At the more pessimistic end of the spectrum is Simon Henderson of European Capital.
“There’s been a considerable increase in the number of players, not just in equity but at every level of the capital structure and leverage levels are very high. It’s unsustainable.”
He predicts economic developments that will spark a reduction in leverage levels, whether that be rising interest rates or lower growth in demand for goods and services in China. Or it could be the high-profile failure of certain deals, which he argues are so finely tuned today that there is little margin for error. “Some companies only need to lose one important customer or see a competitor launch a price war and they’re at risk of default,” says Henderson.
The problem, he believes, is that this increasingly uncertain environment is evolving just at the end of a massive fundraising period: “There are all these funds that have raised huge amounts and the best thing they could do in today’s environment may be to sit on their hands, but that’s very difficult for them to do.”
As a result of the uncertainty, Henderson argues that it may be a better to be investing in mezzanine at the moment than equity: “We’re fortunate to have both an equity and mezzanine arm and I think that currently the risk-reward profile for mezzanine is better because if there are problems it will be equity that is hit first. On the other hand, a lot of mezzanine providers have been taking on more equity risk than they think.”
Another buyout executive, who asked not to be named, says: “Everyone knows we’re at a cyclical high in liquidity and leverage and I think the rise in prices and increased competition means 2007 will be a more difficult year. The question is whether any downturn is gentle or sudden.”
He adds that a key question in 2007 will be how big deals can go, given the increased firepower in many of the larger buyout houses’ funds.
According to John Gripton, a director at private equity asset managers Capital Dynamics, the fact that the market is at or near peak levels of debt availability does not presage problems for 2007. “Debt is still plentiful and we don’t see interest rates going up dramatically,” he says, adding that many deals have weak covenants, which means that even if there were a default the debt could be restructured.
He adds: “We feel fairly optimistic about the market and although there may be some concerns about the trend to acquiring increasingly large companies, these are smart managers who know how to source and action targets that large.”
Gripton says he anticipates a similar level of activity in 2007 to last year and that some managers will come back to the market early because they will have spent their funds in a shorter period than expected.
Another who is more in the optimists’ camp is Ian Armitage of HgCapital, who believes the market will continue to see significant growth because there is so much money now invested in private equity and the fact that the global economy is still in reasonable shape.

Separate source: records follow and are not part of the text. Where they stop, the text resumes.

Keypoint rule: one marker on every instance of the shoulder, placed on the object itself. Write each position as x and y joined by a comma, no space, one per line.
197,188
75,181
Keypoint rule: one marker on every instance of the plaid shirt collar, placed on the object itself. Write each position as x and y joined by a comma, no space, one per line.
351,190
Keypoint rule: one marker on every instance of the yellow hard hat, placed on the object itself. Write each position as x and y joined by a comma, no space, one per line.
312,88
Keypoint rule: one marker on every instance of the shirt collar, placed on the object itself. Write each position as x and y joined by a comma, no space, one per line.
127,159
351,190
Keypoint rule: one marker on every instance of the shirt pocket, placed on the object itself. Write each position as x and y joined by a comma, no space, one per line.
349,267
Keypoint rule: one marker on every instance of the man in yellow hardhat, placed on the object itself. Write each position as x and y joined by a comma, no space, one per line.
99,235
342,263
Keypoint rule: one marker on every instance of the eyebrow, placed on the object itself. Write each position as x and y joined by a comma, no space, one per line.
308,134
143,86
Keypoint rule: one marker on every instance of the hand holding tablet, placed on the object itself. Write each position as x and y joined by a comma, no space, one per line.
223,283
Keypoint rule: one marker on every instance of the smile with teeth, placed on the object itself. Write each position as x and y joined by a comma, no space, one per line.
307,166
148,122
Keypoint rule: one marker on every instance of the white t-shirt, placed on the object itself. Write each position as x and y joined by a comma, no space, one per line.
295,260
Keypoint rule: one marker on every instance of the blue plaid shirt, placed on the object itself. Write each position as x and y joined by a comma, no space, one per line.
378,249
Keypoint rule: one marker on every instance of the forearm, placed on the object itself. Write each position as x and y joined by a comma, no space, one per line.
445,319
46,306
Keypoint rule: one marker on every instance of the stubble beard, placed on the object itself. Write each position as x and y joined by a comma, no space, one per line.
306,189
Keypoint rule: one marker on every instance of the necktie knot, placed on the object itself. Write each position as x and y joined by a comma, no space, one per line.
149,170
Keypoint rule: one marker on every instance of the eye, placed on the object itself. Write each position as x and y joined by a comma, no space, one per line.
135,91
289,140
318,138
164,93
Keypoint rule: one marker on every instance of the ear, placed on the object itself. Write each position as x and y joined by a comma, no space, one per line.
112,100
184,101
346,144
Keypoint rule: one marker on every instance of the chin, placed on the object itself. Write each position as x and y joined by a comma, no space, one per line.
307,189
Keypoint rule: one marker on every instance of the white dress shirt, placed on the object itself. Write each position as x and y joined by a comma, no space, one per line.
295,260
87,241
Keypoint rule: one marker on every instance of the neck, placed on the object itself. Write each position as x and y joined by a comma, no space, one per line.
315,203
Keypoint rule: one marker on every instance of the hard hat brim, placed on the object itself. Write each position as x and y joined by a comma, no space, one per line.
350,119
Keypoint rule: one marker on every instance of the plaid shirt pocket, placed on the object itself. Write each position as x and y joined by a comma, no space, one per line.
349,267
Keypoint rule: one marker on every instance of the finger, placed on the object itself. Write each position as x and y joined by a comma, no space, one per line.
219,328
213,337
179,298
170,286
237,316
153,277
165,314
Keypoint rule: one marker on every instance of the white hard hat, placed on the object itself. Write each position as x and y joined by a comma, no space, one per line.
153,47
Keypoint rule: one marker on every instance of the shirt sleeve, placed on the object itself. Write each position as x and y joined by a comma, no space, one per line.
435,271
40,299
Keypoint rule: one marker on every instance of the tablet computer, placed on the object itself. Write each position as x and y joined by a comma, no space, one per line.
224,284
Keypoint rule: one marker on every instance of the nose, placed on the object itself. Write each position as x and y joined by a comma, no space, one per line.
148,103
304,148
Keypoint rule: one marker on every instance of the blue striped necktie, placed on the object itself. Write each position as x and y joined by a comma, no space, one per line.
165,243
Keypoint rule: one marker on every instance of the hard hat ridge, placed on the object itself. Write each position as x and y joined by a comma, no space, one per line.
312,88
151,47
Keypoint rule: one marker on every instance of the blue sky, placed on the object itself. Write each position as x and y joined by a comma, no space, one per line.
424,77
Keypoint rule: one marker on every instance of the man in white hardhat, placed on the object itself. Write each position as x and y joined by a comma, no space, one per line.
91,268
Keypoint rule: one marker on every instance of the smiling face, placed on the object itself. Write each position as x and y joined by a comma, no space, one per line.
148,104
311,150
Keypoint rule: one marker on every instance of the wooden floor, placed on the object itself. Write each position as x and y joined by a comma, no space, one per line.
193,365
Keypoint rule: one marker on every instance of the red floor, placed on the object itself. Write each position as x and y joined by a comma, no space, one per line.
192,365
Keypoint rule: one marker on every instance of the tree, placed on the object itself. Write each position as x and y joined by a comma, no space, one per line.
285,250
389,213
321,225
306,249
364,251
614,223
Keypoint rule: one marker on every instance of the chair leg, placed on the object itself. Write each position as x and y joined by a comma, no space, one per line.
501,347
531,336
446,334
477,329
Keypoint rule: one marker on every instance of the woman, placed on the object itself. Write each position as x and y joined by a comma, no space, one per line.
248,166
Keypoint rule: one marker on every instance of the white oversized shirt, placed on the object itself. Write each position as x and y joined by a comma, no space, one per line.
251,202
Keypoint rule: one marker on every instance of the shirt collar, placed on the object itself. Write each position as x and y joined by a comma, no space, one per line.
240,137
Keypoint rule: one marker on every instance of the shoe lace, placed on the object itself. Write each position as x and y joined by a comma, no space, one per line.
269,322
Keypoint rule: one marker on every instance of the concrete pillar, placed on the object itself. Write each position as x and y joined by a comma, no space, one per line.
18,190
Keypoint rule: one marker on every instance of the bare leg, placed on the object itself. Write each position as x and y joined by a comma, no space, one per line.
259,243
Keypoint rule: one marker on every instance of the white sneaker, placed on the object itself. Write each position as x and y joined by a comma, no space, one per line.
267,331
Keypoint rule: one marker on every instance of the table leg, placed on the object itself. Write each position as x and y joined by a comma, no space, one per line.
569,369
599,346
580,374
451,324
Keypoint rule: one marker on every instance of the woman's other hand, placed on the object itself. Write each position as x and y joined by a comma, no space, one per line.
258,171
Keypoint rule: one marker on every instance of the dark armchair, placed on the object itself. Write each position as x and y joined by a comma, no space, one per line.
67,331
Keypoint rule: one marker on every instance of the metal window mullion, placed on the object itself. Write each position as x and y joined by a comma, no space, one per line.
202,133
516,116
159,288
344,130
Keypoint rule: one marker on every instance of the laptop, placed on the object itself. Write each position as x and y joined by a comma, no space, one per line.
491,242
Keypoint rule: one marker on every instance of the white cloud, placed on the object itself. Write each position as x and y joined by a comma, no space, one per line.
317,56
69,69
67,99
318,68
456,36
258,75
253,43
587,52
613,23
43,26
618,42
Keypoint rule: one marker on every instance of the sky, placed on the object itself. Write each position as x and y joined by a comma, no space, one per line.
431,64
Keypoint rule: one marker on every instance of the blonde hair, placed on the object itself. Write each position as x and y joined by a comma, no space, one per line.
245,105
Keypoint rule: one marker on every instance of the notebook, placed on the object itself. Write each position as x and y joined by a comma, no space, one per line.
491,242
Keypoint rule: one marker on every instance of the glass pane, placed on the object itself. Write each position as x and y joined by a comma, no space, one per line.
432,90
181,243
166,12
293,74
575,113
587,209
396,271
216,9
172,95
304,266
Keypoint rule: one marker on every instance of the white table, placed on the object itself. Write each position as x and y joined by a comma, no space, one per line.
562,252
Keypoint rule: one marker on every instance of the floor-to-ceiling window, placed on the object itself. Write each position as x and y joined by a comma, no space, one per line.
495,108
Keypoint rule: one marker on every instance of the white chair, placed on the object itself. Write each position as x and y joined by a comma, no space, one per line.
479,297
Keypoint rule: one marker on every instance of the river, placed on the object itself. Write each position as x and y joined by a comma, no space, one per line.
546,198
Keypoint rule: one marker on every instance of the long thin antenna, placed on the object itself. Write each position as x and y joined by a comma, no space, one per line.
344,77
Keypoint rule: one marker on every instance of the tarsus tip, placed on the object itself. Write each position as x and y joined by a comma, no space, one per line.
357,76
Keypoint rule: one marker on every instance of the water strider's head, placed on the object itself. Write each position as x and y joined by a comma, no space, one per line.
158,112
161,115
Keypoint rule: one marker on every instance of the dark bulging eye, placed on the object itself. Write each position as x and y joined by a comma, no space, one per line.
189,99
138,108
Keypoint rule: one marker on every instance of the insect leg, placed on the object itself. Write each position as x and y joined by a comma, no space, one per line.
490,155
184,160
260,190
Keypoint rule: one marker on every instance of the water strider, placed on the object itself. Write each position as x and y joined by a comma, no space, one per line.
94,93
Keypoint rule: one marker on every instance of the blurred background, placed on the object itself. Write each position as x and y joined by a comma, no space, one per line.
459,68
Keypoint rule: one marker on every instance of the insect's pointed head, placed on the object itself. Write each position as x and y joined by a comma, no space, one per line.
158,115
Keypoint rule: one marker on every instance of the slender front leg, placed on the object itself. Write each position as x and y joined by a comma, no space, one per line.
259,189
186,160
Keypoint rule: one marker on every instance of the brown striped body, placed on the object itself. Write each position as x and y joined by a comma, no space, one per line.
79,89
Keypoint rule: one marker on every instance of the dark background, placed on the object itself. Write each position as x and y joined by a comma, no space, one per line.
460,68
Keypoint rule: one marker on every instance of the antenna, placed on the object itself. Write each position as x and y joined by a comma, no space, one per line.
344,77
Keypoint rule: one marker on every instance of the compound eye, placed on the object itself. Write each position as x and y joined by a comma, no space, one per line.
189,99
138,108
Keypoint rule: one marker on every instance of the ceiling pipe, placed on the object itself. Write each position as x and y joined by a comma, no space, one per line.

“These factors mean that people want to do deals,” he says. He adds that one of the factors driving the debt market and generating liquidity has been the participation of hedge funds: “One of the interesting questions in 2007 will be what the response of hedge funds will be if some of these companies run into problems.”
Jonathan Russell of 3i says: “It’s true that there’s a lot of money in private equity at the moment, but that’s true for all parts of the global economy, as there’s a great deal of capital seeking a good home.”
He adds that this environment will only be a problem for those firms that are not differentiated in the market. “If you just invest in something without having a strategy, but just because everyone else seems to be doing it, you’ll run into problems. Overall, it’s hard to see 2007 being as good as 2006 and I think it will be tougher, but as long as the global economy continues to perform well it should be pretty good.”